Estou agora só e percorro as ruas em sentido inverso. Aquelas nossas horas foram mágicas e queria que nunca acabassem, mas não se pode ter tudo o que se quer. O ar frio bate-me na cara; estou já completamente sóbrio mas não me apetece pegar no carro, por isso vou a pé até casa. Passo pelos cafés que abrem, pelos homens que varrem as ruas, pelos quiosques que expõem os jornais diários com as suas manchetes de notícias que me parecem completamente desinteressantes em comparação com o que se passou ontem à noite.
Quero dizer às pessoas que te conheci, quero gritar o teu nome até ficar rouco, quero voltar a ver-te. Mantenho-me tranquilo enquanto caminho lentamente, tentando não me esquecer de qualquer pormenor; cada curva do teu cabelo, a tua voz cortada por uma gargalhada discreta sempre que dizias algo que sabias que eu iria gostar (como se me provocasses), a maneira como mexes as mãos enquanto falas, a simplicidade do teu pensamento. Se me perguntassem agora para te descrever, acho que era capaz de fazê-lo na forma de um poema; porque toda a inspiração que corre nas minhas veias flui dos pequenos detalhes que me vêm à memória a cada passo que dou.

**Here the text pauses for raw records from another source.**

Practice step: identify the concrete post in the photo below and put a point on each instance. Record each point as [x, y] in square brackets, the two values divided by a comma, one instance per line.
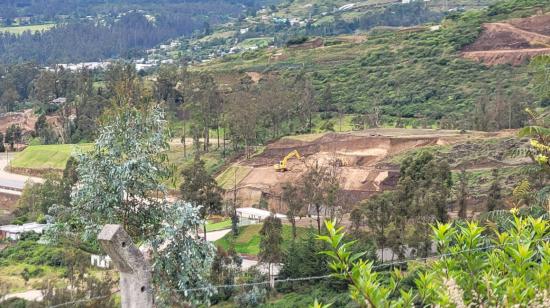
[135, 272]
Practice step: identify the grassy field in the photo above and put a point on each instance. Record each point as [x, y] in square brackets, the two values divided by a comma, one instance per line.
[226, 224]
[226, 179]
[248, 240]
[21, 29]
[47, 156]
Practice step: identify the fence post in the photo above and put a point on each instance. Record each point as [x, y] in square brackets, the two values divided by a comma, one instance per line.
[135, 272]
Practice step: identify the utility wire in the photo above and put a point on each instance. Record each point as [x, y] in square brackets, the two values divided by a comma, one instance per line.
[382, 265]
[489, 247]
[84, 300]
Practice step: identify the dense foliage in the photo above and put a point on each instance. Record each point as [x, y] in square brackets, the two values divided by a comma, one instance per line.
[474, 267]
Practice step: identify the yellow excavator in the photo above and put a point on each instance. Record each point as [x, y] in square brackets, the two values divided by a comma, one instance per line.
[281, 166]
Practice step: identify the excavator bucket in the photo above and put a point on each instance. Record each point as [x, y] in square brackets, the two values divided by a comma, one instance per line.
[281, 166]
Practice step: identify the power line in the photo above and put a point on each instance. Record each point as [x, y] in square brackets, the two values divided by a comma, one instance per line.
[382, 265]
[309, 278]
[84, 300]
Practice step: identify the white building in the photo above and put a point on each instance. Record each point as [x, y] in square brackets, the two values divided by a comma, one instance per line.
[13, 232]
[101, 261]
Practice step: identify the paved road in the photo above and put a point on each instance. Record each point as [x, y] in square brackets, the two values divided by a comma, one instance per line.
[32, 295]
[10, 180]
[216, 235]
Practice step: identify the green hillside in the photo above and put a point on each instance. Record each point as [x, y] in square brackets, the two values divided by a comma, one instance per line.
[248, 240]
[417, 74]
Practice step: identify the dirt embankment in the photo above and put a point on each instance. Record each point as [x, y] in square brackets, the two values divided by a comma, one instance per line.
[358, 155]
[25, 119]
[511, 42]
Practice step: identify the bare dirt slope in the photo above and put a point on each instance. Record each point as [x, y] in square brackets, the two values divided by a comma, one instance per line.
[358, 155]
[25, 119]
[511, 42]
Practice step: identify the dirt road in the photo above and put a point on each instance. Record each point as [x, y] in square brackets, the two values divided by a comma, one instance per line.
[10, 181]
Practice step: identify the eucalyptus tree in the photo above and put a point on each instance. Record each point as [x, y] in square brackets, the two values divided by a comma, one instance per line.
[120, 182]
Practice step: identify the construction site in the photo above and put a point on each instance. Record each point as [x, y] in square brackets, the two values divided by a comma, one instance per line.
[363, 160]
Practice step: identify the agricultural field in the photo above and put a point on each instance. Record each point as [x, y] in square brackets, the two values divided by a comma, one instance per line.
[46, 157]
[248, 240]
[32, 28]
[224, 224]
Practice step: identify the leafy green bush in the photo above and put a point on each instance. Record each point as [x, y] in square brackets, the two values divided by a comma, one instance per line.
[31, 252]
[474, 267]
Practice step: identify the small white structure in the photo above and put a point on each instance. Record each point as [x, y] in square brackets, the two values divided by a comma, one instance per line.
[101, 261]
[256, 214]
[59, 100]
[13, 232]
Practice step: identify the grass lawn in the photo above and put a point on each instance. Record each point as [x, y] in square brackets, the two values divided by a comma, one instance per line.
[226, 224]
[248, 240]
[21, 29]
[47, 156]
[10, 275]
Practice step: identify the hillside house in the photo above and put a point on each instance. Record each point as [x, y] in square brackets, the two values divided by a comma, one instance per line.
[100, 261]
[14, 232]
[59, 101]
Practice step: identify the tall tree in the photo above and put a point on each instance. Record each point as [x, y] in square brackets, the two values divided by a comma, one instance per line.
[120, 179]
[327, 100]
[200, 189]
[378, 212]
[462, 196]
[292, 198]
[2, 147]
[494, 195]
[271, 239]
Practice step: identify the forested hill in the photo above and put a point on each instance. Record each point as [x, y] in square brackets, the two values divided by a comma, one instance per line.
[413, 76]
[98, 29]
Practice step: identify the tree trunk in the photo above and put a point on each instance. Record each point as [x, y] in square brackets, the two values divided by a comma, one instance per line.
[318, 209]
[218, 136]
[224, 142]
[184, 142]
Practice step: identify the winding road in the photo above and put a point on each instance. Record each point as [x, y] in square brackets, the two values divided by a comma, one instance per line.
[11, 183]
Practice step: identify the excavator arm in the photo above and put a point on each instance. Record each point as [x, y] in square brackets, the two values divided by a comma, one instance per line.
[282, 165]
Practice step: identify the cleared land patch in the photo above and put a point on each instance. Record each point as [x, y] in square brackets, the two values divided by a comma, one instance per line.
[33, 28]
[248, 240]
[511, 42]
[44, 157]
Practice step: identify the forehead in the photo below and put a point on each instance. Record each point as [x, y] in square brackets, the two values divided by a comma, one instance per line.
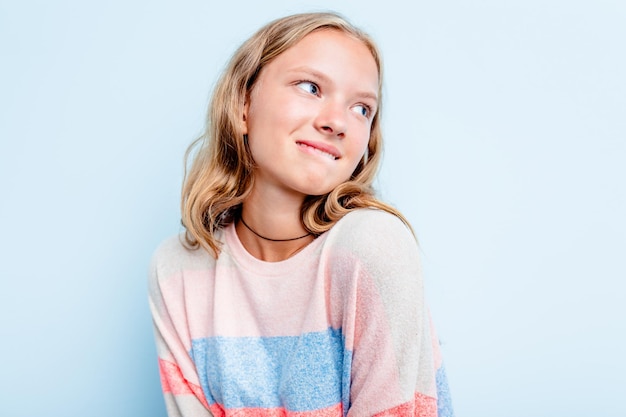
[334, 53]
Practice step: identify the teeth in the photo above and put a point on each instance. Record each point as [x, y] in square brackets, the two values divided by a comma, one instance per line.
[319, 151]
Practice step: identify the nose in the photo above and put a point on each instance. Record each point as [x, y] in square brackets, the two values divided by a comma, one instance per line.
[331, 119]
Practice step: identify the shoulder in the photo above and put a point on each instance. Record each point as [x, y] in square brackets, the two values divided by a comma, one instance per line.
[373, 237]
[372, 227]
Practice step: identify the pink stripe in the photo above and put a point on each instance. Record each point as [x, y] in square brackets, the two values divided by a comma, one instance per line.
[172, 380]
[421, 406]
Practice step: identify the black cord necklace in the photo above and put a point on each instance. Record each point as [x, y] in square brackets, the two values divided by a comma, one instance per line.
[272, 240]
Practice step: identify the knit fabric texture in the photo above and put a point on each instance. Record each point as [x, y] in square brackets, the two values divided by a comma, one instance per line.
[339, 329]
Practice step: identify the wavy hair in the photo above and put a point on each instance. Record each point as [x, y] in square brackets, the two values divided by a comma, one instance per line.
[221, 173]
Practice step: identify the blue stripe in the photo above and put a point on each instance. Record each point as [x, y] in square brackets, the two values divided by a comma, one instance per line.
[300, 373]
[444, 400]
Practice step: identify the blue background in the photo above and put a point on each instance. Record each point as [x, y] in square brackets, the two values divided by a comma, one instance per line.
[505, 146]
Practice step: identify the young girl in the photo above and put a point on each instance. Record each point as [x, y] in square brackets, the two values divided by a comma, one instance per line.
[294, 291]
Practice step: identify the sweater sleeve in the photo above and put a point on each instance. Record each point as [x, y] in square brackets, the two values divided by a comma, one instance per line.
[179, 379]
[396, 366]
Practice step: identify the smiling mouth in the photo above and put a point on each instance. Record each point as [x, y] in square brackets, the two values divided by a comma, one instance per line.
[318, 151]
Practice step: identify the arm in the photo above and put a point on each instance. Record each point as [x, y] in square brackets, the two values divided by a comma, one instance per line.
[396, 363]
[179, 379]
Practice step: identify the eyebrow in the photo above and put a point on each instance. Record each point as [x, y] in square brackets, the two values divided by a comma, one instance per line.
[326, 79]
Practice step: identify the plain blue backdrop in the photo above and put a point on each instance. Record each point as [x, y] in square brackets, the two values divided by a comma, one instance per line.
[505, 137]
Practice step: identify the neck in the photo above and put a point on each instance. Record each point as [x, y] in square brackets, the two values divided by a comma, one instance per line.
[269, 238]
[271, 229]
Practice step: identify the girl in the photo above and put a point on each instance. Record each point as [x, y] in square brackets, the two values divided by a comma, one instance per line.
[294, 291]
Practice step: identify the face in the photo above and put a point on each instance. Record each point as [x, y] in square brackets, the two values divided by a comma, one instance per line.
[309, 115]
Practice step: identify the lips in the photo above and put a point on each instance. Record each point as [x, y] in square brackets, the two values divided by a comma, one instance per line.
[323, 149]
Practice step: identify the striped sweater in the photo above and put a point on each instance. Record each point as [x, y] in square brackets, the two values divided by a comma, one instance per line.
[339, 329]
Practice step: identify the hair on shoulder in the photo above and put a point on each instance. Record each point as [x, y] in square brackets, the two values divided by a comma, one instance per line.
[221, 172]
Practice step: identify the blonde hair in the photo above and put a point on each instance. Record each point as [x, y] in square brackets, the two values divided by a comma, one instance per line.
[222, 171]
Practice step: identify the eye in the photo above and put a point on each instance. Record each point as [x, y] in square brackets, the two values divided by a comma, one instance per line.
[363, 109]
[309, 87]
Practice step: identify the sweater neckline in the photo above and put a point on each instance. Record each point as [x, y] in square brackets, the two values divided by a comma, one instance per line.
[258, 266]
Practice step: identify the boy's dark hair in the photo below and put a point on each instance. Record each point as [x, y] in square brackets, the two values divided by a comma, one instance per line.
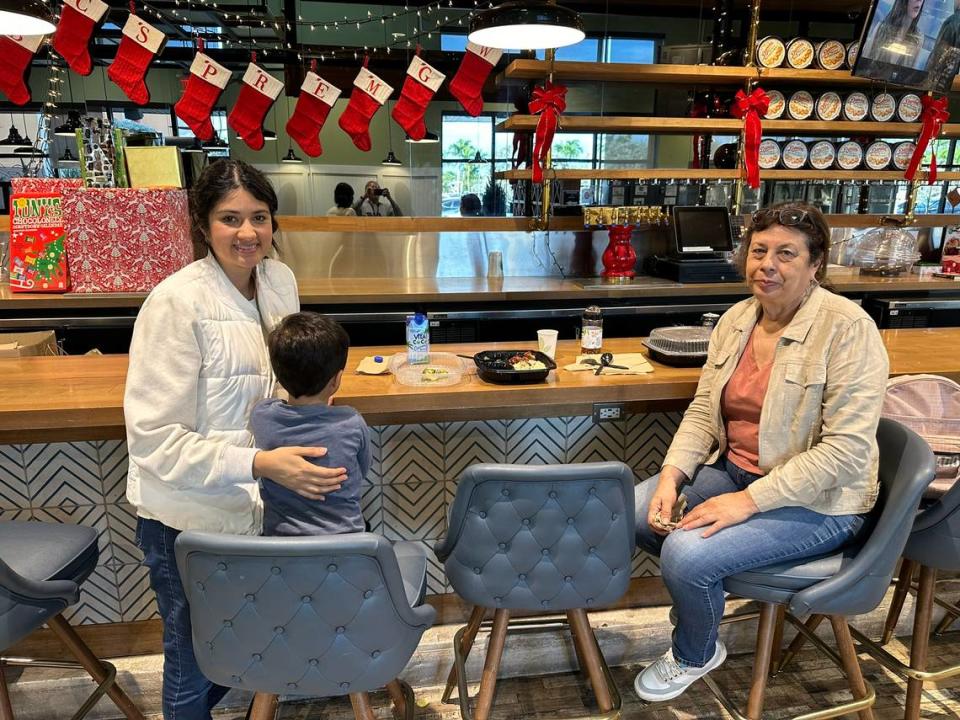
[307, 349]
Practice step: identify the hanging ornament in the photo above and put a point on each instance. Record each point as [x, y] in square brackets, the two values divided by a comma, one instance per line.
[138, 48]
[475, 68]
[368, 95]
[257, 93]
[204, 87]
[317, 97]
[935, 114]
[422, 82]
[547, 102]
[751, 108]
[72, 39]
[16, 54]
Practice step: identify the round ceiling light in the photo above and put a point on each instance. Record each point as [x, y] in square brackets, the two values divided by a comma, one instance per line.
[526, 25]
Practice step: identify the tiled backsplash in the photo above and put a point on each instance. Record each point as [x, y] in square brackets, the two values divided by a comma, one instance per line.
[411, 483]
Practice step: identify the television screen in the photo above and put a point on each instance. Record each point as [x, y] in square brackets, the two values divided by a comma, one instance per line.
[915, 43]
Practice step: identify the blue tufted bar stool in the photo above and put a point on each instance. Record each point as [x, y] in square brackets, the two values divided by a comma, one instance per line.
[849, 582]
[543, 539]
[42, 566]
[318, 616]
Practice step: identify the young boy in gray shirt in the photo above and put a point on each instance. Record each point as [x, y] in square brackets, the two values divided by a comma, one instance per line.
[308, 353]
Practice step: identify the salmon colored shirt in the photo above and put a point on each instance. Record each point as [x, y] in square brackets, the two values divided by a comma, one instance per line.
[741, 403]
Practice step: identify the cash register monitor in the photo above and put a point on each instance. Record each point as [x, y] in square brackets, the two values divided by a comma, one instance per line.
[701, 232]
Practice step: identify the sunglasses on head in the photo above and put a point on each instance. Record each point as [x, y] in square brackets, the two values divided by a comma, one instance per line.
[788, 217]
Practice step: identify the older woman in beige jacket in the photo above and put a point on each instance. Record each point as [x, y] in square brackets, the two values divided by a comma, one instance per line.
[776, 455]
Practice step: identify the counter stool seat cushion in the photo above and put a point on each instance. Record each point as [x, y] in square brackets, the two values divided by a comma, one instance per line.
[412, 561]
[49, 551]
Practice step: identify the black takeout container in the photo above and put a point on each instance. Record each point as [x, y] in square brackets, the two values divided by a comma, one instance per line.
[490, 367]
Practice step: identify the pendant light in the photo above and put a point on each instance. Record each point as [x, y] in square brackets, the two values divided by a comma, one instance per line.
[70, 127]
[24, 18]
[526, 25]
[292, 158]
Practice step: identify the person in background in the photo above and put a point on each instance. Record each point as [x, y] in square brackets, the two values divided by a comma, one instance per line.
[343, 201]
[777, 453]
[198, 364]
[377, 201]
[470, 205]
[308, 353]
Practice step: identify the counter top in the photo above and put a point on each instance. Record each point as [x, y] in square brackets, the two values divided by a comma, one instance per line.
[370, 291]
[81, 397]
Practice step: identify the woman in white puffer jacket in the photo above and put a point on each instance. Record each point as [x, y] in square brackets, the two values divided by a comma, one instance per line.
[198, 365]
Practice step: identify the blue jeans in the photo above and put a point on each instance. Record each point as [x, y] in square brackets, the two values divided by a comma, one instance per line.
[693, 567]
[187, 694]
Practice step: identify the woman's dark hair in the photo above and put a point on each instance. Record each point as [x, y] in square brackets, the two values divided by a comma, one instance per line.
[306, 350]
[218, 180]
[343, 195]
[812, 225]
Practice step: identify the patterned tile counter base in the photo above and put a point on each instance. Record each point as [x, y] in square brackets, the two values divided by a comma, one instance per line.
[411, 484]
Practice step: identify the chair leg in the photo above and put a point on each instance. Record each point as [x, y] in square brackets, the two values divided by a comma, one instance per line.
[6, 709]
[761, 660]
[264, 706]
[491, 665]
[851, 665]
[921, 639]
[812, 623]
[466, 644]
[91, 663]
[361, 706]
[590, 655]
[777, 649]
[904, 578]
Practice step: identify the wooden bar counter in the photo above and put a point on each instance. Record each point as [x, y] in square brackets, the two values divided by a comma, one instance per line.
[81, 398]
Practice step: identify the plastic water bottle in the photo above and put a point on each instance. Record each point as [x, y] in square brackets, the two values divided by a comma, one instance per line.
[418, 339]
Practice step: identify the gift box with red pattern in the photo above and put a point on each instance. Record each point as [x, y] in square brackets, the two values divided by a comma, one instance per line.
[38, 262]
[125, 239]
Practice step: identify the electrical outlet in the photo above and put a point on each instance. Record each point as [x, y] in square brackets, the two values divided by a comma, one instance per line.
[607, 412]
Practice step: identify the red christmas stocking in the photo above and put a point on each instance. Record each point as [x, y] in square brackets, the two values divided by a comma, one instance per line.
[467, 84]
[257, 93]
[204, 87]
[16, 53]
[421, 83]
[72, 41]
[139, 46]
[369, 94]
[317, 96]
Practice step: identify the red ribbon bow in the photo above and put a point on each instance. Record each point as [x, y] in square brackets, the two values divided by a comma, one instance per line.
[548, 102]
[934, 116]
[751, 107]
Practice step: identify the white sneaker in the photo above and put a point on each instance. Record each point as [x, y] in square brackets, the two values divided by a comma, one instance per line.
[666, 679]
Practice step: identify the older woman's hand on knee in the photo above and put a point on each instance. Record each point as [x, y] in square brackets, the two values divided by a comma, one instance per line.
[720, 512]
[290, 467]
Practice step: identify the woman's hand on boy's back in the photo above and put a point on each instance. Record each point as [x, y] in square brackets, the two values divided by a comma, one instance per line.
[290, 467]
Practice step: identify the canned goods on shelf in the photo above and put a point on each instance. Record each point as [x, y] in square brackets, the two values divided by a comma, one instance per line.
[883, 107]
[849, 155]
[778, 104]
[771, 51]
[829, 106]
[800, 105]
[822, 155]
[856, 107]
[878, 155]
[800, 53]
[831, 54]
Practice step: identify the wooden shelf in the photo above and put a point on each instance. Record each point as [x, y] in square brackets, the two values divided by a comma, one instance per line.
[683, 75]
[715, 174]
[720, 126]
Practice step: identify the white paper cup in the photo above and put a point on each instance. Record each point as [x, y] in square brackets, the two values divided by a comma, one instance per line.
[547, 342]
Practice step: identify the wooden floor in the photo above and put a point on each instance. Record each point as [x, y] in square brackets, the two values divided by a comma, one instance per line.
[809, 683]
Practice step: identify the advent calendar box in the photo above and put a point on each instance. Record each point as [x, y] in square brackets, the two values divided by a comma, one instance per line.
[38, 262]
[125, 239]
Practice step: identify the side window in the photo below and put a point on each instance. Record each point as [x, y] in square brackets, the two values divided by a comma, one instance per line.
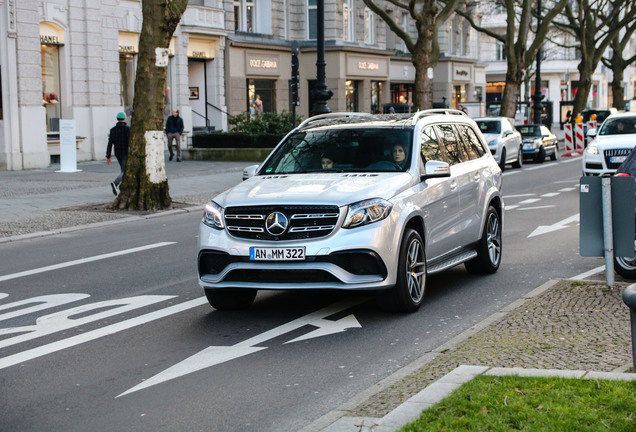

O sol bate-me directamente na cara; revigorado pela energia que recebo, faço os últimos quarteirões até casa já a correr. Tenho pressa em sentar-me e escrever tudo aquilo que és, que representas e que significas. Abro a porta do prédio com um empurrão; impaciente com o elevador que não chega, lanço-me sobre as escadas e subo os degraus dois a dois, três a três, quatro a quatro. Bato a porta com tanta força que as coisas que estão na mesa da entrada caiem. Vôo para o meu quarto e empurro todos os papéis desordenados em cima da secretária para o chão. Tiro uma folha limpa da resma e pego numa caneta. Sento-me e começo a ensaiar e ordenar na minha cabeça os caracteres que vou escrever e que serão uma descrição fiel de ti; a perfeição.